Review: Arms Review

Imagens ARMS Antevisao

We don’t get a lot of new IP from Nintendo; granted, they have a cast of exclusive characters that other companies could only dream of. But, that’s why people always get excited about something new from video games’ constant — a new idea, a new style, a new intellectual property. And that makes sense; they knock it out of the park a lot of the time. 

Arms is something new, something different, something almost hard to nail down. It’s a strange beast; one which feels like it never goes the whole way in either direction. It’s an over-the-shoulder shooter masquerading as a fighting game, without the sensibilities of one from modern day. There’s an element of strategy involved in a one-on-one battle, but it’s not like your tactical nous will be massively stretched, either. As long as you grab the blocks, block the punches, and punch the grabs, you’ll do just fine, for the most part.
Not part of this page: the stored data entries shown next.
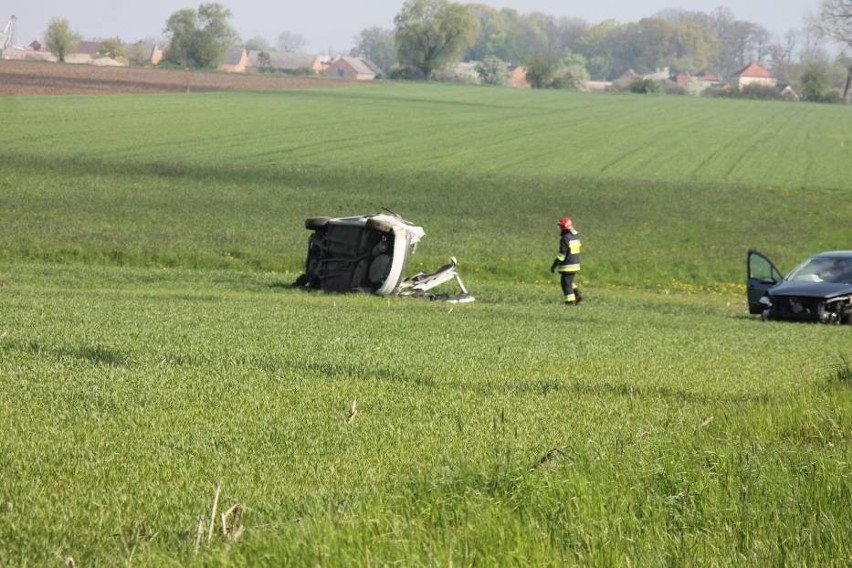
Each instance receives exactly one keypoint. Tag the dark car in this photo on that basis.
(818, 290)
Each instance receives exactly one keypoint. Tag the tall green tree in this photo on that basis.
(59, 39)
(430, 34)
(835, 21)
(199, 38)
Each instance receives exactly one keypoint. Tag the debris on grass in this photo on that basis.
(231, 523)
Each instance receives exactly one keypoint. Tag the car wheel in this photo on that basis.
(378, 225)
(314, 223)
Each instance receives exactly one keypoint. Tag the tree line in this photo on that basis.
(431, 35)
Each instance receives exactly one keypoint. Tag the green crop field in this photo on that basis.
(166, 398)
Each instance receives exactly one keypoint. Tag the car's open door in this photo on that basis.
(762, 275)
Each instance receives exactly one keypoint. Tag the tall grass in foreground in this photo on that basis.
(152, 352)
(665, 431)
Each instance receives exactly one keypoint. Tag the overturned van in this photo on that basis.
(369, 253)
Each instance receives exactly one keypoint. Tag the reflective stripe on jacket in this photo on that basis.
(568, 259)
In its purest form, Arms involves you picking one of the ten available characters that have superhuman limbs that extend across the battlefield, and aiming to down another of the roster. Deal damage by slapping the taste out of their mouth with a well-timed hook, or throw them through the air, watching as they come crashing back down to earth. Defensively, you can dash left or right, and bring your fists toward your chest to block an onslaught. The basics are simple. This isn’t a fighting game wherein there are a myriad of different combos to learn for each character — the only thing Arms has in common with Street Fighter or Tekken is that you must drain your rival’s health bar to pick up the w. Hammering multiple buttons during a bout isn’t advised at all, really; a tactical approach will prove more fruitful. If Spring Man tries to grab you for a throw, a punch will quickly put a stop to that; when Byte attempts to throw a jab in your direction, a block will ensure your safety; and while weird green blob Helix is in the guard position, it’s vulnerable to being caught and flung across the environment. It’s all about having patience and recognising tells, reacting to their action.